What is a cyber kill chain?
How understanding the progression of an online attack can help you defend your business
Cyber kill chain? That sounds scary
That might be explained by the fact that it's a military term. The "kill chain" is the complete sequence of an offensive attack: in the context of warfare it can be expanded to "find, fix, track, target, engage and assess".
For computer-based attacks, Lockheed Martin developed the concept of the cyber kill chain, which starts with reconnaissance and then moves through delivery, exploitation and other stages in pursuit of the attacker's final objectives.
Is this something I need to know about?
The kill chain isn't just about planning attacks: it's also a powerful defensive principle. The closer you are to the start of the kill chain, the better your chances of stopping an attacker in their tracks. In other words, if you catch the bad guys while they're still gathering data, they won't get a chance to use that intelligence against you.
Do employees need to be trained to recognise an attack?
Knowing your enemy is always helpful. And there's no need to be entirely reactive: if you bear the kill chain in mind when devising your processes and systems, that might help you come up with a strategic approach that's inherently resistant to attacks.
Hold on a minute - what do you mean, "might"?
The kill chain, as defined by Lockheed Martin, describes a particular sort of threat that involves external actors acting in a certain way. If you put too much faith in it, you're at risk of being blindsided by attacks that don't neatly map onto its sequential stages.
For example, an agent inside the business can leapfrog your perimeter defences, and may be able to take shortcuts around other steps in the kill chain.
So how exactly do I apply the kill chain principles?
As long as you bear in mind that the kill chain only fully applies to intrusion-based malware attacks, it can be a useful tool. Knowing where to focus your defensive measures - towards the start of the kill chain - can greatly reduce the damage caused by even a partially successful attack.
It's cheaper too: shutting down a rogue connection is a lot quicker than disinfecting a compromised network. Focusing on the kill chain additionally provides a bit of focus and encouragement in an age when the cyber-security battle can sometimes seem unwinnable. It's a reminder that the attacker needs to successfully execute all seven phases of the chain to win, whereas you as a defender just need to stop them at any point.
So how exactly do I mitigate the kill chain phases?
Every business should already have a layered approach to security; devising your layers with the kill chain in mind gives you the best chance of shutting down the attack at an early stage.
For example, restricting access to key security information could deflect many attempted attacks at the very first phase (reconnaissance). Staff training can help at the malware delivery phase, and careful restriction of administrative privileges could help defeat the exploitation phase. The idea may have come from Lockheed Martin, but it's not rocket science.

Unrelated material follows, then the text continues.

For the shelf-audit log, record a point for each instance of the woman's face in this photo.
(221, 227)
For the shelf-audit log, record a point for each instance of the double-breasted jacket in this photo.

The seven phases of the cyber kill chain
First, the attacker researches their target, gathering information about possible vulnerabilities.
Next, the attacker creates (or acquires) a malware or exploit kit that can make the best use of the vulnerabilities they've found.
The malware is now delivered to the target, via means such as a malicious link or attachment - or perhaps a social engineering trick.
This is the execution of the exploit itself. For example, a privilege-escalation attack might be used to gain access to sensitive data.
"Back door" software is often deployed on the target network, so the attacker can maintain access over a prolonged period without being detected.
Command & Control
An intermediary server - often one that's been compromised without the knowledge of the owner - is frequently used to direct ongoing attack activities.
Action to Objective
Once the first six phases have been successfully executed, the attacker can freely carry out whatever their ultimate objective may be - perhaps stealing sensitive data, or using the compromised network as a route to an ulterior target.